Я принужден идти на самый возмутительный конфликт.
– Извините меня, но я не подчиняюсь вашему распоряжению.
– Да?
– Да. Как раз потому, что это слишком жестоко по отношению к малышам.
– В таком случае, я сама распоряжусь.
Кое-как скрывая улыбку, я говорю:
– Пожалуйста.
Она подходит вплотную к нашему левому флангу:
– Дети!.. Вот эти!.. Сейчас же идите домой!.. Вы устали, наверное…
Ее ласковый голос никого не обманывает. «Малыши» смотрят на нее с недоумением. Кто-то говорит:
– Как же домой? Не-е…
– И в цирк вы не пойдете… Будет поздно…
«Малыши» смеются. Зорень играет глазами, как на танцевальном вечере:
– Ой, и хитрая, смотри ты… Антон Семенович, вы смотрите, какая хитрая!
Неловко мне вступать в спор с Зоренем и убеждать его, что как раз хитрости у этой женщины никогда не было.
Ваня Зайченко одному ему свойственным движением торжественно протягивает руку по направлению к знамени:
– Вы не так говорите… В строю не так надо говорить… Надо так: раз, два… Видите, у нас строй и знамя… Видите?
Она смотрит с сожалением на этих окончательно заказарменных детей и уходит.

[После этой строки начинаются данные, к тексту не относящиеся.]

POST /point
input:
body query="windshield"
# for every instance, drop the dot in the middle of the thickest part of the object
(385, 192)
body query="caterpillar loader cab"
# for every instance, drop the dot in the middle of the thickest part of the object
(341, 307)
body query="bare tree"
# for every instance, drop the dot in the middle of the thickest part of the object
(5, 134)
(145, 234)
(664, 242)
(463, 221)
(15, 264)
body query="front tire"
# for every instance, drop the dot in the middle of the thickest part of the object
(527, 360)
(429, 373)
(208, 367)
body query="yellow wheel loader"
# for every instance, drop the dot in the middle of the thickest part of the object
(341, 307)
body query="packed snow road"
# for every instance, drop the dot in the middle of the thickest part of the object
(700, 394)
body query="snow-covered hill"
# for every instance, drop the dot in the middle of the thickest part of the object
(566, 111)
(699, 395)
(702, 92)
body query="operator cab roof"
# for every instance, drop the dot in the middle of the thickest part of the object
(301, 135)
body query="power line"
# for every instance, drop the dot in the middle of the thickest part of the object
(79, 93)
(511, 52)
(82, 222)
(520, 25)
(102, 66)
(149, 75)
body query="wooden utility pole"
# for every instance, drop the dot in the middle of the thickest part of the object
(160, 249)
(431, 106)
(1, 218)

Такие столкновения не имели, конечно, никаких горестных результатов для текущего дела, но они оставляли меня в невыносимом организационном одиночестве, в котором человек работать не может. Я так привык к этому одиночеству, что каждый новый случай встречал с угрюмой готовностью, мне не хотелось даже вступать в спор и кому-либо что-то доказывать, а если и огрызался иногда, то, честное слово, из одной вежливости, ибо нельзя же с начальством просто не разговаривать[255].
В октябре случилось несчастье с Аркадием Ужиковым, которое положило между мной и «ими» последнюю, непроходимую пропасть.
На выходной день приехали к нам погостить рабфаковцы. Мы устроили для них спальню в одной из классных комнат, а днем организовали гулянье в лесу. Пока ребята развлекались, Ужиков проник в их комнату и утащил портфель, в котором рабфаковцы сложили только что полученную стипендию.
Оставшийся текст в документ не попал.